Gene, from what you’ve described, that was called “tackling.” It began to disappear from football 35-40 years ago when the NFL discovered that too many of its players were being tackled, only to stay in the game and be tackled again.

* Quiz time: Which of these is not a Bowl game.

a) Meineke Car Care Bowl.

b) Beef ‘O’ Brady’s St. Petersburg Bowl.

c) MAACO Las Vegas Bowl.

d) Little Caesars Bowl.

e) Tidy Bowl.

Answer: e, but its time has come!

* “It’s all about the fans,” Roger Goodell must’ve chuckled to himself when the NFL approved Dec. 26’s Vikings-Eagles moving from 1 p.m. to 8:20 p.m. for NBC money.

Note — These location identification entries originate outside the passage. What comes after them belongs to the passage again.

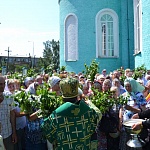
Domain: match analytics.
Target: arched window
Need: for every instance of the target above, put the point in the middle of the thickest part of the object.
(137, 26)
(71, 38)
(107, 34)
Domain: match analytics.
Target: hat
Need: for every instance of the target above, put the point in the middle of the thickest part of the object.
(69, 87)
(54, 80)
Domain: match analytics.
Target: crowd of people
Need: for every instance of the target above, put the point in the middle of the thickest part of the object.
(77, 124)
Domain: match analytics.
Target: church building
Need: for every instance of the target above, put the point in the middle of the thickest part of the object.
(102, 30)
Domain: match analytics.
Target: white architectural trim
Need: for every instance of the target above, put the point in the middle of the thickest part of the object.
(115, 32)
(137, 25)
(65, 38)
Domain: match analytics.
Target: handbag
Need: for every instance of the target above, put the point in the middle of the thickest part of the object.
(108, 123)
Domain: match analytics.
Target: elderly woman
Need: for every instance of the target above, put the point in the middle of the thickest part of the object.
(136, 103)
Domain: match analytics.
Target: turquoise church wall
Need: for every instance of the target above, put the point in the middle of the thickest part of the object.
(86, 11)
(144, 56)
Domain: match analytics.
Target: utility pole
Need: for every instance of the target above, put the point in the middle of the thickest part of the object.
(7, 59)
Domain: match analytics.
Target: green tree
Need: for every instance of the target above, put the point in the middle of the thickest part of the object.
(50, 60)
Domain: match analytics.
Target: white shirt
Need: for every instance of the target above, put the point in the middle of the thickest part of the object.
(5, 107)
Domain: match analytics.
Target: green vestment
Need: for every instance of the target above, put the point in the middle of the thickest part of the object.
(71, 125)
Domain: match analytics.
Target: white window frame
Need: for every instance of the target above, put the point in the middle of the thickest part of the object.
(71, 42)
(99, 45)
(137, 26)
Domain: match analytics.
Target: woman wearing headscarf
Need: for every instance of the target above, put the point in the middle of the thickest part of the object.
(136, 103)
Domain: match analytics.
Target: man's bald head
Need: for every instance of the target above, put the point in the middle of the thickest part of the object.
(2, 84)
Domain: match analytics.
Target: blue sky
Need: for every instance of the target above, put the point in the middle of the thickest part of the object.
(27, 20)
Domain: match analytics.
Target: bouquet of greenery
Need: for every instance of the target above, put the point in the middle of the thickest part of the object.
(49, 101)
(28, 103)
(106, 100)
(44, 99)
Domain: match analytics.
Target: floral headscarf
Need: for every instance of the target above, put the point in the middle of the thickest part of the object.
(136, 87)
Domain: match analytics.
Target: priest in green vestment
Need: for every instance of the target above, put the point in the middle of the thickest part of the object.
(71, 125)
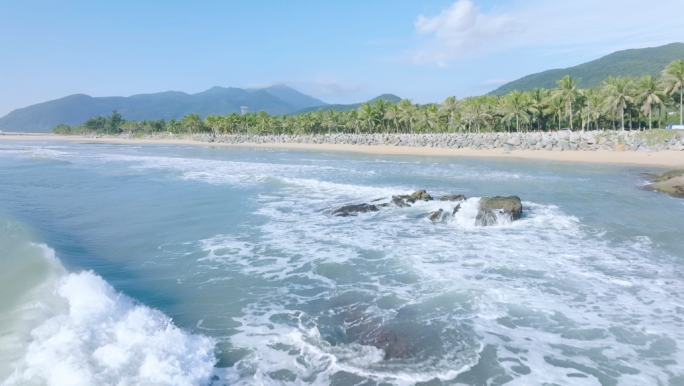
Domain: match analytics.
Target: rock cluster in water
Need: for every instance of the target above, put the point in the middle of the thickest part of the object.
(671, 182)
(490, 209)
(558, 141)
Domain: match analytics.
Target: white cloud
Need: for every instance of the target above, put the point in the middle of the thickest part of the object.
(589, 27)
(320, 87)
(494, 82)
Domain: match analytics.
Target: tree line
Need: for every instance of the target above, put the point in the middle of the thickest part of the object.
(619, 103)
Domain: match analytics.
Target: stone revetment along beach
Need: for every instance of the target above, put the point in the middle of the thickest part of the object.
(555, 141)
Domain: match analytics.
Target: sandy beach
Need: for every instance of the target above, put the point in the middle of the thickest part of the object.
(667, 158)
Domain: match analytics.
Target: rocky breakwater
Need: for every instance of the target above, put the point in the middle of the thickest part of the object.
(496, 210)
(491, 210)
(671, 182)
(650, 140)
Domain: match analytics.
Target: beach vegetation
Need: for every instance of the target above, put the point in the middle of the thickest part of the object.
(620, 103)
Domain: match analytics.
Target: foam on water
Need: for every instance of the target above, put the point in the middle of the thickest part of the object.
(391, 297)
(529, 289)
(62, 328)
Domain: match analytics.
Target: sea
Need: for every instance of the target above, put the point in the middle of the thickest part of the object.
(180, 265)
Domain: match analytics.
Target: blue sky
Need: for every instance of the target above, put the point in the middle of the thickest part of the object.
(339, 51)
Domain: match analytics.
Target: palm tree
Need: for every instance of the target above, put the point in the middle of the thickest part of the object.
(593, 101)
(539, 102)
(517, 105)
(330, 119)
(392, 115)
(448, 109)
(192, 122)
(647, 94)
(567, 91)
(427, 117)
(407, 113)
(214, 122)
(482, 112)
(368, 116)
(673, 80)
(380, 107)
(618, 92)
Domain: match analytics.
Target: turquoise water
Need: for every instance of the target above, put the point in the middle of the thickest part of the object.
(186, 265)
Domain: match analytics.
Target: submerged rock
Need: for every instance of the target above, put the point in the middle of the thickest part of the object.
(398, 201)
(452, 197)
(671, 182)
(491, 206)
(436, 216)
(418, 195)
(354, 209)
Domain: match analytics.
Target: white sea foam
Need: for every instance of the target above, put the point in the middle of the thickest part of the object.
(97, 336)
(532, 284)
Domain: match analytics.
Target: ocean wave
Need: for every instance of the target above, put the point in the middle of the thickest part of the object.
(62, 328)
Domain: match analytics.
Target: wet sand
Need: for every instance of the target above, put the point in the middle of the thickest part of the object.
(667, 158)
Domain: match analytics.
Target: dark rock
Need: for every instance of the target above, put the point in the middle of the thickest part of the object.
(395, 345)
(436, 216)
(671, 182)
(418, 195)
(490, 206)
(398, 201)
(451, 197)
(353, 209)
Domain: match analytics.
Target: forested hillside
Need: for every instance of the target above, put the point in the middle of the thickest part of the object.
(627, 63)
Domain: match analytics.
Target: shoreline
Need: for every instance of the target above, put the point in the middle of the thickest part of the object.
(661, 158)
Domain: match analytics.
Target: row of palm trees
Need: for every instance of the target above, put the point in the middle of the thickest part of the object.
(606, 106)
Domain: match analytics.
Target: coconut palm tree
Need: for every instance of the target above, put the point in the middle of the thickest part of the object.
(539, 102)
(427, 118)
(618, 93)
(407, 113)
(516, 105)
(448, 109)
(593, 100)
(213, 122)
(673, 80)
(192, 122)
(392, 115)
(368, 116)
(380, 107)
(483, 111)
(567, 91)
(648, 95)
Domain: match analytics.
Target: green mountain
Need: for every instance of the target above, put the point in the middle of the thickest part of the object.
(292, 96)
(636, 62)
(388, 97)
(76, 109)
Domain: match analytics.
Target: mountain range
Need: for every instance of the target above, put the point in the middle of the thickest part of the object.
(76, 109)
(634, 62)
(280, 99)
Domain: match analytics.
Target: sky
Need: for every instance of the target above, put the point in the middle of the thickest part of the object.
(338, 51)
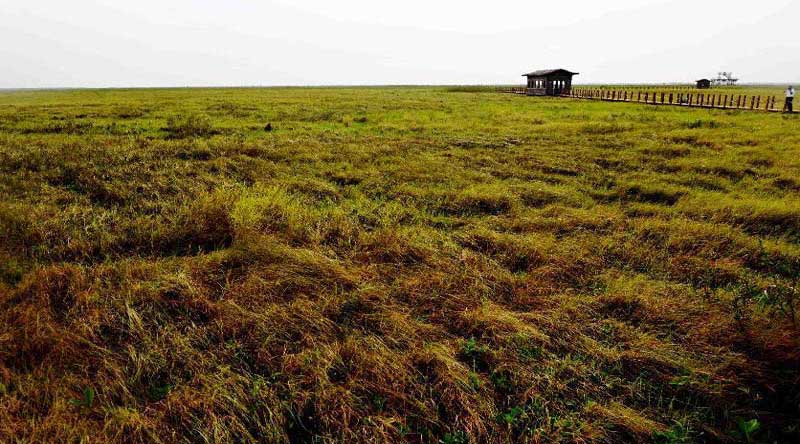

* New York gets the A-Teams today: Joe Buck and Troy Aikman on Fox’s Eagles-Giants, then Jim Nantz and Phil Simms on CBS’ Jets-Steelers.

* Mamas & Papas: Local radio and TV sportscaster CJ Papa is to be married today in Manhattan. The victim is Dr. Anne Marie Ferrara.

* Top to bottom, left to right, ticket office to the sideline, there is something sleazy about Woody Johnson’s Jets, something that makes rooting for them difficult, a compromise, something that reminds one of a boiler-room operation with a chop shop in back.

* Joe Benigno’s knee-jerk, simplistic take on matters — Friday he went on a hateful, childish rant against NFL officials — would be easier to suffer if he were speaking into a Fisher-Price microphone.